U.S., Mexico now ‘rising stars’ in global manufacturing

The United States and Mexico are the clear winners in the global scramble for competitiveness in manufacturing, according to “The Shifting Economics of Global Manufacturing,” a new report from The Boston Consulting Group.

While Asia, Latin America and Eastern Europe once held a huge cost advantage over other regions of the world, that simply isn’t the case anymore.

“Years of steady change in wages, productivity, energy costs, currency values and other factors are quietly but dramatically redrawing the map of global manufacturing cost competitiveness,” the report says.

Some shifts are “startling,” the report notes.
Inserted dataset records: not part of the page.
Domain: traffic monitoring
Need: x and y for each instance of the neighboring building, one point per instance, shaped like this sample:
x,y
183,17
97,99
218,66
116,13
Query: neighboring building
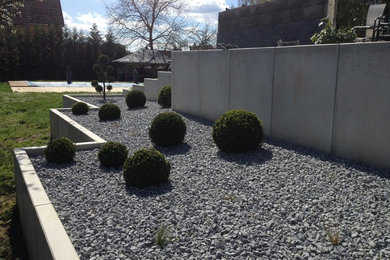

Brazil is now among the highest-cost countries for manufacturing, for example, while Mexico is now cheaper than China.

“While London remains one of the priciest places in the world to live and visit, the United Kingdom has become the lowest-cost manufacturer in Western Europe,” the BCG says. “Costs in Russia and much of Eastern Europe have risen to near parity with the U.S.”

BCG analyzed the costs of manufacturing for 25 of the world’s leading exporters, focusing on wages, productivity, energy costs and exchange rates.

Cost structures in Mexico and the United States improved more than in all of the other 25 largest exporting economies, the report says.

“Because of low-wage growth, sustained productivity gains, stable exchange rates and a big energy-cost advantage, these two nations are the current rising stars of global manufacturing,” the report said.